# Longest Car/Locomotive



## trainmaster1989 (Jan 4, 2008)

What is the longest car/locomotive you have heard of?
The longest i can think of off the top of my head is some of the heavy weight passenger cars at something like 2 1/5 feet.

Scott


----------



## altterrain (Jan 2, 2008)

The USA Big Boy is about 57 inches long (almost 5 feet!). Aristo heavyweight and smoothside passenger cars are both about 31 inches. The USA aluminum passenger cars are a couple of inches longer. All of the Aristo 6 axle diesels (SD45, Dash 9 and E-8) run about 30 inches. 

-Brian


----------



## Dan Pierce (Jan 2, 2008)

I believe the longest diesel would be the USA PA unit. 

The matching passenger cars would be the longest cars.


----------



## afinegan (Jan 2, 2008)

What is the minimum radius that the 5' USA Bigboy can take lol. I am just curious and couldnt find this information on the web.

-Andrew


----------



## Art (Jan 3, 2008)

16' diameter is minimum for this beast.


----------



## CapeCodSteam (Jan 2, 2008)

The Min radius of the Accurcraft Big Boy is 10'.  Seeing as the USA is a bit bigger, I'd guess 12' is safe, though that is the size loco you'd want to see rounding a 40' curve


----------



## trainmaster1989 (Jan 4, 2008)

Ah thanks for the replies. 5 feet is very long.

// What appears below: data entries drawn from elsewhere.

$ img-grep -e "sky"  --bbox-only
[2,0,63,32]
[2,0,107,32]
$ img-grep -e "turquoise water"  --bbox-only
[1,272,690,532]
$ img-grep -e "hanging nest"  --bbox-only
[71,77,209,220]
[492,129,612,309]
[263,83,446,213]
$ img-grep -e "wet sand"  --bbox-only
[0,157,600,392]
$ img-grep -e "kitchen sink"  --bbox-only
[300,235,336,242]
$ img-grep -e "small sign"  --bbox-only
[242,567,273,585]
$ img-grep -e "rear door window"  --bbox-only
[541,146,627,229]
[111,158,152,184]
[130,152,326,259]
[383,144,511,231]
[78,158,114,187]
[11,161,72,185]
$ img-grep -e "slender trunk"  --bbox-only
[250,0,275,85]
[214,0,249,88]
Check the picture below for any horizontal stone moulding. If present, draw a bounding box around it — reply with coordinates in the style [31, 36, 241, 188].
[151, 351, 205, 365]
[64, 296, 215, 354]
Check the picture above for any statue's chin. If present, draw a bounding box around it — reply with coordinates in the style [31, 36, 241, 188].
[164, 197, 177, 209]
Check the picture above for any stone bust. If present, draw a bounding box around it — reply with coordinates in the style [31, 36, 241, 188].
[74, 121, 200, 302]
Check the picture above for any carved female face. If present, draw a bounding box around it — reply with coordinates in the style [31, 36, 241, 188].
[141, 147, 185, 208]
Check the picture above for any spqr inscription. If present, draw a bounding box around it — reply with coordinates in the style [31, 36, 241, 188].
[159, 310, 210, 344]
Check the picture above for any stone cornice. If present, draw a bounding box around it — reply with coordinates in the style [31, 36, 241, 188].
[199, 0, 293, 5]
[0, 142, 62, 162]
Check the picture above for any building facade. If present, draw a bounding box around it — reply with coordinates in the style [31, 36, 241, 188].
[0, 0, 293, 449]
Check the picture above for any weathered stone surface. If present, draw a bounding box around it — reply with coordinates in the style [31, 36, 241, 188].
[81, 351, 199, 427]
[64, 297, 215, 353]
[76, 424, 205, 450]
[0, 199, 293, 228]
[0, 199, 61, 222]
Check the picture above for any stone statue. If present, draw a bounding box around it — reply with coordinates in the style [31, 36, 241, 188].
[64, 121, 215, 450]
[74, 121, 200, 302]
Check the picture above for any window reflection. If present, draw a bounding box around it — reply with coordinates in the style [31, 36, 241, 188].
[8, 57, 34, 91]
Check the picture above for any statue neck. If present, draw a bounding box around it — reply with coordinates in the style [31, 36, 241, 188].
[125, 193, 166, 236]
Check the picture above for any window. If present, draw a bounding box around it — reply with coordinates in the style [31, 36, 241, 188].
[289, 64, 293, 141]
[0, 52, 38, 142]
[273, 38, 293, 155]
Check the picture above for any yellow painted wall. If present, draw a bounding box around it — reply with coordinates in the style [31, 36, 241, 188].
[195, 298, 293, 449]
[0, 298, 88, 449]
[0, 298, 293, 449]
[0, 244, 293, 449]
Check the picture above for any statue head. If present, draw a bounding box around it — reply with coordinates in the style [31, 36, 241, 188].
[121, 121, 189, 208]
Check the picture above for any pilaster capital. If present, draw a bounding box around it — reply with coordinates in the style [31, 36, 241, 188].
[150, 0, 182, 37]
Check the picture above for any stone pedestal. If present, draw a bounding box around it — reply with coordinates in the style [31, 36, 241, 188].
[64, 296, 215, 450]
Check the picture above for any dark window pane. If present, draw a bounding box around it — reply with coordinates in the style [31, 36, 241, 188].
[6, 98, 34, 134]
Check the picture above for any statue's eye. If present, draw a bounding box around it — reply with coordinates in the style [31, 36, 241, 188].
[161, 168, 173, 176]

My next question would be, what has the longest rigid wheelbase you can think of? For example, my bachmann big hauler has a rigid wheel base of about 6 inches.
THe questions at this point are mearly for my own curiosity.

Scott


----------



## W3NZL (Jan 2, 2008)

My B&O "big 6" (2-10-2) ought to be a candidate for that with about a 9" wheelbase... 
Of course with the lateral axle motion of these things, there isn't really any such thing 
as a "rigid" frame anyway...
Paul R...


----------



## altterrain (Jan 2, 2008)

and there's David Barrington Holt's La Gobernada











I know I have seen finished pictures of this project but they are not on his website - 4largescale.com/holt/index.htm


-Brian


----------



## W3NZL (Jan 2, 2008)

Hey, where did that D&RG tender come from?? thought old El Goby was strictly a CP-SP fiasco
that had a very short life due to its short-comings... hehe
Paul R...


----------



## trainmaster1989 (Jan 4, 2008)

altterain, 

Thats one long locomotive. 

Thanks for the comments all, 
Scott


----------